We used ultrasonic tissue characterization to define potentially salutary effects of treatment with ACE inhibitors on the material properties of the heart and its potential influence on cardiac remodeling at the cellular level. Ten 1-month-old, cardiomyopathic (CM) Syrian hamsters and 6 normal (NL) hamsters were treated with captopril (2 g/L water ad libitum), and 10 CM hamsters and 10 NL hamsters were maintained untreated for 3 months. Hearts were excised, and backscattered radiofrequency data were acquired from 1200 independent sites from each specimen with a high-resolution 50-MHz acoustic microscope for calculation of integrated backscatter (IB). Treatment with captopril reduced left ventricular mass, calcium concentration, and IB in CM hearts without affecting myofiber size or collagen concentration. The IB from grossly normal regions of myocardium in NL hamsters, treated CM hamsters, and untreated CM hamsters was not significantly different. The IB from the microscopic regions of scar tissue in treated CM hamsters was significantly less (P = .0004) than that from scar tissue in untreated CM hamsters.
The reduced IB from treated scar tissue components reflects specific alterations in the material properties (elastic stiffness, density) of fibrous regions in CM hearts induced by captopril. This is the first report that defines specific cellular effects of ACE inhibitors on the material properties of isolated components of cardiac tissue in experimental cardiomyopathy. These alterations in material properties of scar tissue components represent a potential mechanism for the salutary actions of ACE inhibitors in heart failure.

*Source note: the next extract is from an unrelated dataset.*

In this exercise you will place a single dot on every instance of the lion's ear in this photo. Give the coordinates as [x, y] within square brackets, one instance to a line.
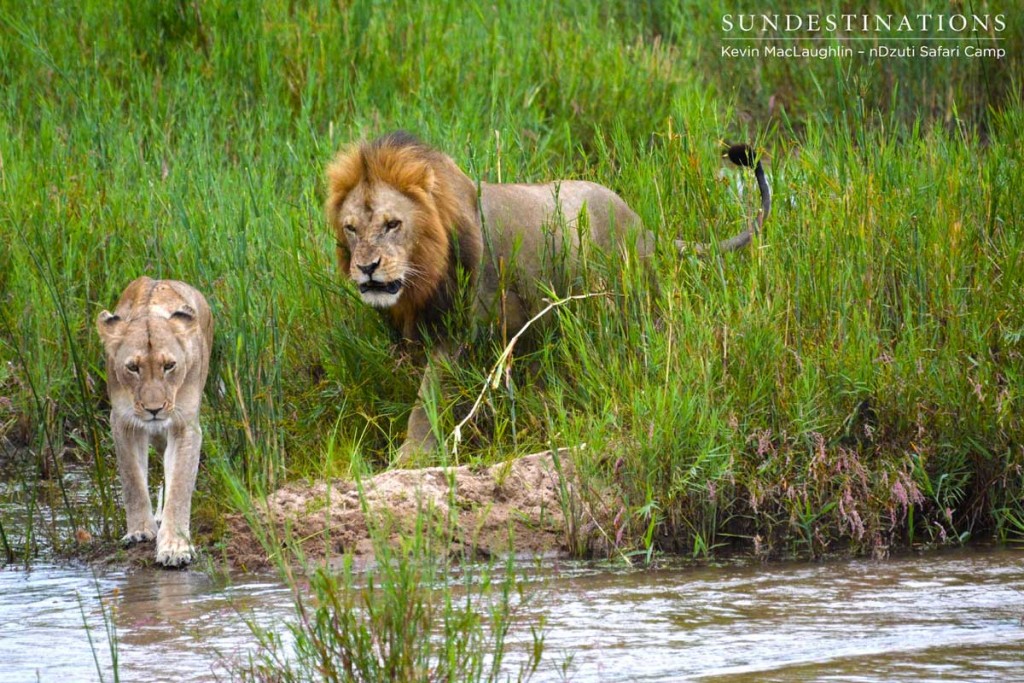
[429, 180]
[344, 258]
[109, 326]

尽管血管紧张素转换酶(ACE)抑制剂已成为慢性充血性心力衰竭(CHF)治疗的主要手段,但尚不清楚其心脏重塑作用是继发于ACE抑制剂降低后负荷的血流动力学作用,还是通过独立机制发生。
我们使用超声组织特征分析来确定ACE抑制剂治疗对心脏材料特性的潜在有益作用及其对细胞水平心脏重塑的潜在影响。10只1月龄的心肌病(CM)叙利亚仓鼠和6只正常(NL)仓鼠用卡托普利(2 g/L水,随意饮用)治疗,10只CM仓鼠和10只NL仓鼠未治疗,维持3个月。切除心脏,使用高分辨率50-MHz声学显微镜从每个标本的1200个独立部位采集背向散射射频数据,以计算背向散射积分(IB)。卡托普利治疗可降低CM心脏的左心室质量、钙浓度和IB,而不影响肌纤维大小或胶原浓度。NL仓鼠、治疗后的CM仓鼠和未治疗的CM仓鼠心肌大体正常区域的IB无显著差异。治疗后的CM仓鼠瘢痕组织微观区域的IB显著低于未治疗的CM仓鼠瘢痕组织(P = 0.0004)。
治疗后瘢痕组织成分的IB降低反映了卡托普利诱导的CM心脏纤维区域材料特性(弹性硬度、密度)的特定改变。这是第一份定义ACE抑制剂对实验性心肌病心脏组织分离成分材料特性的特定细胞作用的报告。瘢痕组织成分材料特性的这些改变代表了ACE抑制剂在心力衰竭中有益作用的潜在机制。